八路軍の少年兵と八木寛さん その二
北京放送局での八木寛さん
八木寛さん(右二)と青年時代の前国務委員・外交部長唐家センさん(右三) 前外務次官・駐日大使徐敦信さん(左一)
八木さんは北京放送局日本語部での20余年、毎日毎日のそのことばで、その行動で中国人スタッフ、日本人スタッフの信望を集め、日本語組組長を務めたこともあった。北京放送の70年の歴史で、外国人が一つの語言放送の組長となったのは、多分八木さんだけだろう。
八木さんは、数々の宝物を北京放送日本語部に遺してくれた。
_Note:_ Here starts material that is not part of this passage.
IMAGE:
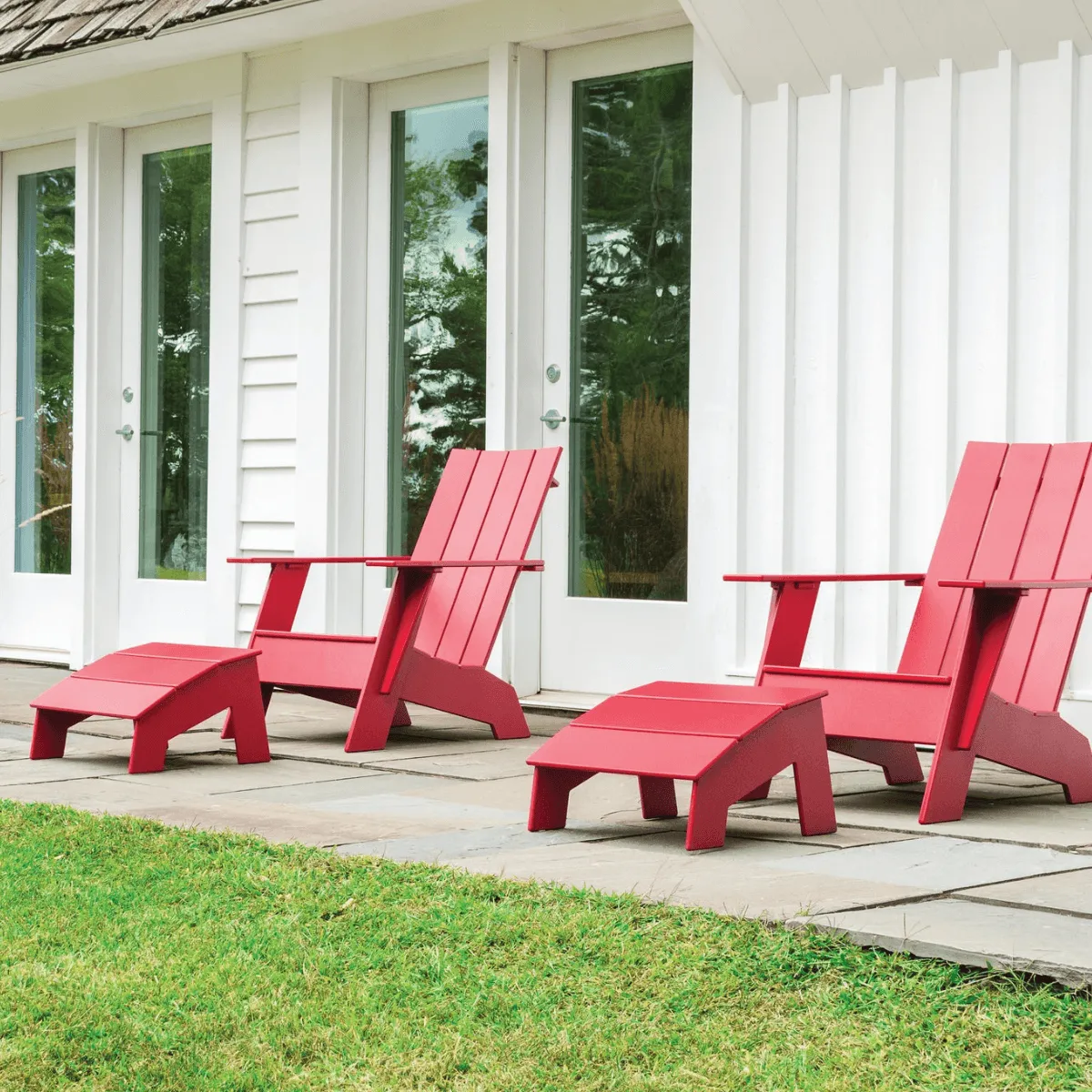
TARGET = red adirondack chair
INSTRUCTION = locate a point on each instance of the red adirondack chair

印象に残ることば、印象に残る場面を思い出しながら二つ、三つ書き記しておこう。
八木さんが残したことばで、とても印象に残っているのは、こんなことばだ。
「毎日、送信所(中文参考:「発射台」)のアンテナから日本に向けて流される一分一秒の電波は目には見えないけれど、とても高いお金を払っているんだよ。このお金は、労働者や農民が汗を流して手に入れたお金、わたしたちはこれをお預かりしているのだ。一銭一厘たりとも無駄にしてはいけない。番組製作に当たっては。一分一秒たりとも手を抜いてはならない」
八木さんはこう語り、こう実行した。八木さんの原稿には、どのページにも一字一句手を抜かない真剣勝負そのものの気迫が感じられた。わたしは、よく八木さんのこのことばに、この行動に戒しめられて原稿を何回も読みなおしたり、書きなおしたりしたものだ。これはわたし一人ではないだろう。北京放送日本語部の作風となっていまも残っていることだろう。